We validated our ARMS-PCR results using two independent methods. First, we used a common PCR–RFLP method with slight modifications as reported by Hunnerkopf et al. (2007), using the NlaIII restriction enzyme, and the digests resolved on 6% polyacrylamide gel (Fig. 1c). It shows results of nine participants chosen to represent all three genotypes. Here, the G allele yielded two 120 and 190 bp fragments after restriction digest, whereas the A allele produced an undigested product of 310 bp. We found that the genotypes from both the ARMS-PCR and PCR–RFLP methods to be fully concordant for our entire study sample. Second, three participants representing each genotype were randomly chosen from the larger sample, and the resulting 15 amplicons from our tetra primer ARMS-PCR (see Fig. 1b) were sequenced using the Applied Biosystems 3730 DNA Analyzer and ABI Biosciences (Forest City, California, USA) sequence analysis software. The results confirmed that the amplicons are the product of primer-specific amplification as shown in Fig. 1a.
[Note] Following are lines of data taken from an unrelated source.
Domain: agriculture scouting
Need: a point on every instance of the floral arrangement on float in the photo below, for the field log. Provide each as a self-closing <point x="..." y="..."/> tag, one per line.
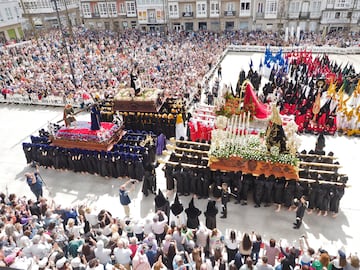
<point x="82" y="132"/>
<point x="233" y="148"/>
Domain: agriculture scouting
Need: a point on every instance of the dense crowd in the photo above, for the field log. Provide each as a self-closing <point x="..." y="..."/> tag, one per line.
<point x="43" y="235"/>
<point x="103" y="61"/>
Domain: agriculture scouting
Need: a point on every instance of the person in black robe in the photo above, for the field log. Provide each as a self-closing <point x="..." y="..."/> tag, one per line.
<point x="225" y="198"/>
<point x="162" y="203"/>
<point x="259" y="190"/>
<point x="336" y="193"/>
<point x="95" y="118"/>
<point x="320" y="145"/>
<point x="289" y="193"/>
<point x="193" y="214"/>
<point x="210" y="214"/>
<point x="268" y="190"/>
<point x="301" y="207"/>
<point x="168" y="170"/>
<point x="149" y="183"/>
<point x="247" y="182"/>
<point x="237" y="186"/>
<point x="279" y="187"/>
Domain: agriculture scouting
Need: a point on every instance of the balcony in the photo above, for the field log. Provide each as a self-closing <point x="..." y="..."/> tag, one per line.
<point x="335" y="21"/>
<point x="304" y="15"/>
<point x="259" y="15"/>
<point x="229" y="13"/>
<point x="188" y="14"/>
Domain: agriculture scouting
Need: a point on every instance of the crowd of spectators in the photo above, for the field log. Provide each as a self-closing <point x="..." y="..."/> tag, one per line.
<point x="103" y="61"/>
<point x="43" y="235"/>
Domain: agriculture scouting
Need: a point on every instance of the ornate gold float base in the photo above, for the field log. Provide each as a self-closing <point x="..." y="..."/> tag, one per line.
<point x="255" y="167"/>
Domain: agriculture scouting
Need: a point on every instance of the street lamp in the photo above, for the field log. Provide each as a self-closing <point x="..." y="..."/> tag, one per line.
<point x="64" y="42"/>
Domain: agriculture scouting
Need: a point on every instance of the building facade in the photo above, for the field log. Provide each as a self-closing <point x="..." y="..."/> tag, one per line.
<point x="42" y="14"/>
<point x="10" y="21"/>
<point x="192" y="15"/>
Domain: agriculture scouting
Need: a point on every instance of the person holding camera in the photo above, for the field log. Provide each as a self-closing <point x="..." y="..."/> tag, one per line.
<point x="124" y="196"/>
<point x="301" y="204"/>
<point x="35" y="183"/>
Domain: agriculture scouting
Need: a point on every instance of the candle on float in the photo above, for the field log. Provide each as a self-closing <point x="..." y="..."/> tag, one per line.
<point x="243" y="124"/>
<point x="239" y="124"/>
<point x="248" y="122"/>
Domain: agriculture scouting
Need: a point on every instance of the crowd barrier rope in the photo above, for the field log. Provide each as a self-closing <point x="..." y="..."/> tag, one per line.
<point x="51" y="100"/>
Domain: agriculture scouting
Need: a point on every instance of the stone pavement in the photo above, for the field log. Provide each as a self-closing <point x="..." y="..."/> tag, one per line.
<point x="18" y="122"/>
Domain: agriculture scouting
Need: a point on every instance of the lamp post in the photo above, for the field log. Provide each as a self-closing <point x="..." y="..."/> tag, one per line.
<point x="69" y="21"/>
<point x="65" y="43"/>
<point x="29" y="15"/>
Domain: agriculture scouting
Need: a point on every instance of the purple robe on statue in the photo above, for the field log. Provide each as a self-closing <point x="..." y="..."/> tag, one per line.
<point x="160" y="144"/>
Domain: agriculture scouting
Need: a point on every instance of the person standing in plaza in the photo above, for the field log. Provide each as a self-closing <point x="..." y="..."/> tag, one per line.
<point x="301" y="204"/>
<point x="35" y="183"/>
<point x="225" y="198"/>
<point x="124" y="196"/>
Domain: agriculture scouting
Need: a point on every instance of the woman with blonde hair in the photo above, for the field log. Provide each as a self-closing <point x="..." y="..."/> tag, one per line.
<point x="77" y="230"/>
<point x="353" y="264"/>
<point x="245" y="246"/>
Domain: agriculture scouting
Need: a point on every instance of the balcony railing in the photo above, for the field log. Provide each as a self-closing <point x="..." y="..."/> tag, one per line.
<point x="304" y="15"/>
<point x="259" y="15"/>
<point x="188" y="14"/>
<point x="229" y="13"/>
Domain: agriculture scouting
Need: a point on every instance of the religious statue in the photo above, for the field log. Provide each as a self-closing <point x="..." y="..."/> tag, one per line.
<point x="69" y="115"/>
<point x="95" y="117"/>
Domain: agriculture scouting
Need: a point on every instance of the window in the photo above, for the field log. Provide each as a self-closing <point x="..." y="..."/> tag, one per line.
<point x="244" y="5"/>
<point x="96" y="10"/>
<point x="8" y="13"/>
<point x="214" y="8"/>
<point x="187" y="8"/>
<point x="342" y="4"/>
<point x="130" y="9"/>
<point x="122" y="9"/>
<point x="294" y="7"/>
<point x="271" y="7"/>
<point x="102" y="9"/>
<point x="315" y="6"/>
<point x="112" y="9"/>
<point x="173" y="10"/>
<point x="85" y="7"/>
<point x="201" y="9"/>
<point x="230" y="6"/>
<point x="16" y="10"/>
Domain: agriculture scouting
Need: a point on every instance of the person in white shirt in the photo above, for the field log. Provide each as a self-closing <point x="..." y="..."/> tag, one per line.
<point x="263" y="264"/>
<point x="232" y="245"/>
<point x="77" y="230"/>
<point x="158" y="227"/>
<point x="122" y="254"/>
<point x="91" y="218"/>
<point x="139" y="229"/>
<point x="101" y="253"/>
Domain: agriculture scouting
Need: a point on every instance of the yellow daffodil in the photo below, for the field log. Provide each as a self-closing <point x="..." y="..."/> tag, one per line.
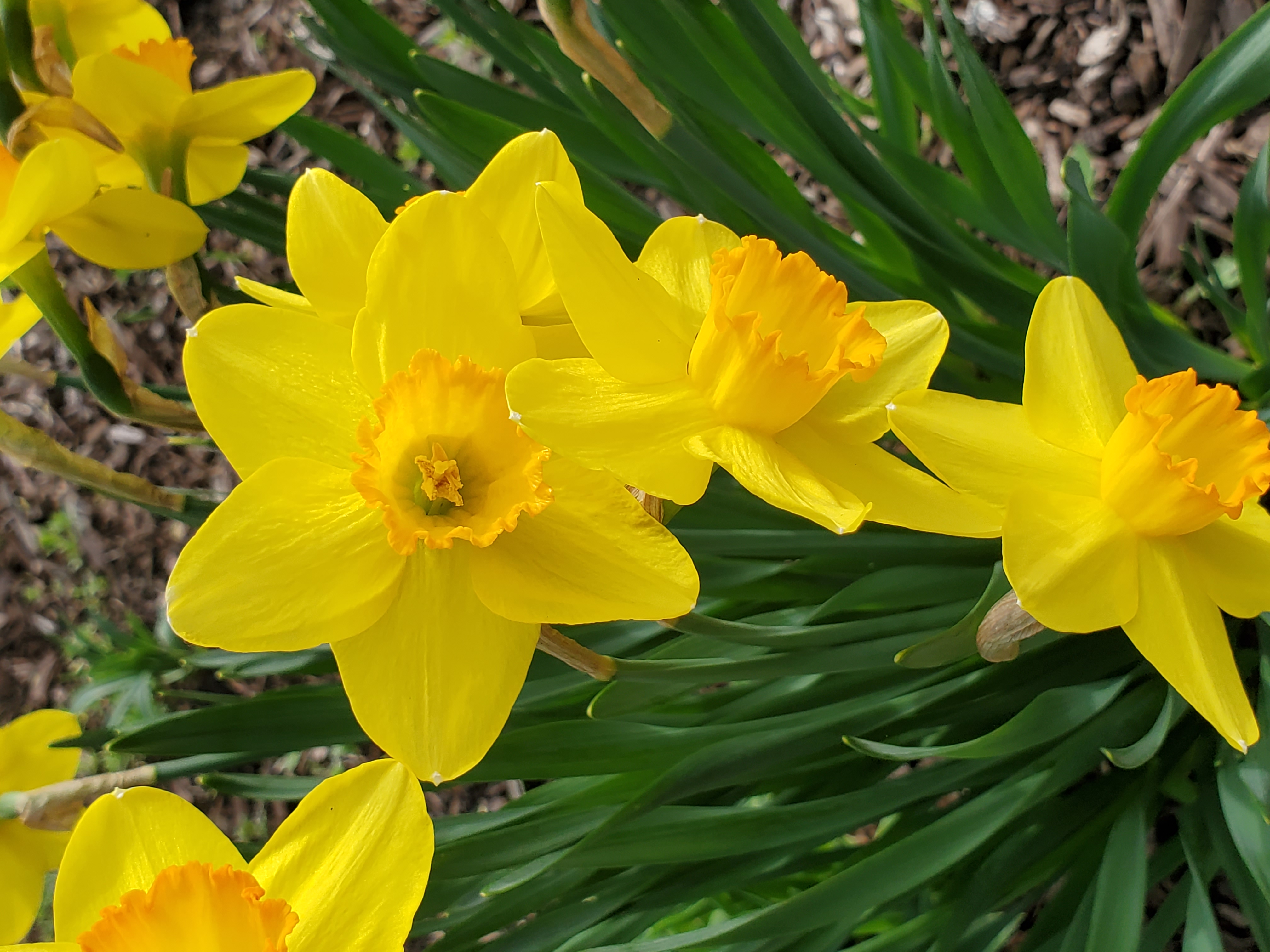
<point x="17" y="319"/>
<point x="86" y="27"/>
<point x="333" y="229"/>
<point x="717" y="349"/>
<point x="1126" y="502"/>
<point x="55" y="188"/>
<point x="393" y="508"/>
<point x="26" y="855"/>
<point x="145" y="871"/>
<point x="190" y="145"/>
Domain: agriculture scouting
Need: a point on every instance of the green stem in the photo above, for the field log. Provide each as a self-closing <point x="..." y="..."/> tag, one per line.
<point x="40" y="284"/>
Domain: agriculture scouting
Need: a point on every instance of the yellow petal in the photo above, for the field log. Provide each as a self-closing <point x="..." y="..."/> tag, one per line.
<point x="352" y="861"/>
<point x="128" y="228"/>
<point x="591" y="557"/>
<point x="897" y="493"/>
<point x="213" y="171"/>
<point x="986" y="449"/>
<point x="293" y="559"/>
<point x="55" y="179"/>
<point x="246" y="108"/>
<point x="276" y="298"/>
<point x="1180" y="631"/>
<point x="121" y="843"/>
<point x="26" y="856"/>
<point x="1233" y="559"/>
<point x="130" y="98"/>
<point x="680" y="253"/>
<point x="629" y="323"/>
<point x="1079" y="369"/>
<point x="636" y="431"/>
<point x="431" y="700"/>
<point x="332" y="230"/>
<point x="270" y="382"/>
<point x="16" y="320"/>
<point x="916" y="337"/>
<point x="27" y="761"/>
<point x="775" y="475"/>
<point x="1073" y="560"/>
<point x="103" y="26"/>
<point x="440" y="279"/>
<point x="556" y="342"/>
<point x="505" y="192"/>
<point x="18" y="256"/>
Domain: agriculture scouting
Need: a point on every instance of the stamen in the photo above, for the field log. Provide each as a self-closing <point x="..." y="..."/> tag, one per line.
<point x="440" y="485"/>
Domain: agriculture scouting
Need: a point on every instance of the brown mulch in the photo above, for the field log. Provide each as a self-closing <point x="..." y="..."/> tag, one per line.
<point x="1089" y="75"/>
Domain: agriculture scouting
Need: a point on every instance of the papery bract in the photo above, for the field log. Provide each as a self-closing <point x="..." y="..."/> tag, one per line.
<point x="1126" y="502"/>
<point x="26" y="855"/>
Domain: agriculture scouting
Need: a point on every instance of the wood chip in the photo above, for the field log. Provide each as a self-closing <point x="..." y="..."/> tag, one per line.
<point x="1071" y="113"/>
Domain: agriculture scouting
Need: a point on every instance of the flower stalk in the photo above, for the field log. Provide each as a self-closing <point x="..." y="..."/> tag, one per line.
<point x="40" y="451"/>
<point x="580" y="40"/>
<point x="56" y="807"/>
<point x="577" y="657"/>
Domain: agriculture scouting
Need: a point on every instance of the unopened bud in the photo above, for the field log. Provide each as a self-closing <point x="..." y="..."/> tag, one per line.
<point x="1003" y="629"/>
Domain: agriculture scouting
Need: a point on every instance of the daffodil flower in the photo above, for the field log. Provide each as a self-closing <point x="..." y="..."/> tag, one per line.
<point x="1126" y="502"/>
<point x="16" y="319"/>
<point x="145" y="871"/>
<point x="190" y="145"/>
<point x="55" y="188"/>
<point x="26" y="855"/>
<point x="716" y="349"/>
<point x="87" y="27"/>
<point x="390" y="504"/>
<point x="333" y="229"/>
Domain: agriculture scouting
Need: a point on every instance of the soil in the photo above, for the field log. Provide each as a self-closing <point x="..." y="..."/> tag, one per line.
<point x="1088" y="76"/>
Finally, 308 individuals were assessed for the val66met polymorphism and our one-step genotyping method was found to be 100% efficient in the detection of this SNP. Val/Met allelic frequencies for our sample were 0.77 and 0.23, respectively, and the genotypes were in accordance with the Hardy–Weinberg equilibrium (χ2=0.245, d.f.=1, P=0.621).
The search for genetic variations that contribute to pathology is of key interest in understanding the aetiology of various diseases and disorders. The literature indicates that the val66met BDNF gene polymorphism, an important candidate in psychiatric research, is typically being assessed by a two-step method using PCR amplification and digestion of the amplicon by NlaIII, a restriction enzyme that differentiates between the val and met alleles (Hunnerkopf et al., 2007). Other genotyping methods including mass spectrometry (Willis-Owen et al., 2005), pyrosequencing (Ahmadian et al., 2000), allele-specific oligonucleotide hybridization, (Hakansson et al., 2003) are also used. However, these methods require significant postamplification sample manipulation and technical expertise, which are time consuming and expensive (Ye et al., 2001). The proposed one-step tetra primer ARMS-PCR uses an efficient allele-specific-PCR technique. This is a significant advantage over the commonly used PCR–RFLP method in which partial digests often lead to inaccurate genotype inference.
In conclusion, the proposed protocol is a cost effective, efficient and reliable one-step PCR method of accurately typing the val66met polymorphism in the human BDNF gene.
This study was supported by operating grants from the Canadian Institutes of Health Research (CIHR) and NARSAD to Elizabeth P. Hayden and CIHR to Shiva M. Singh.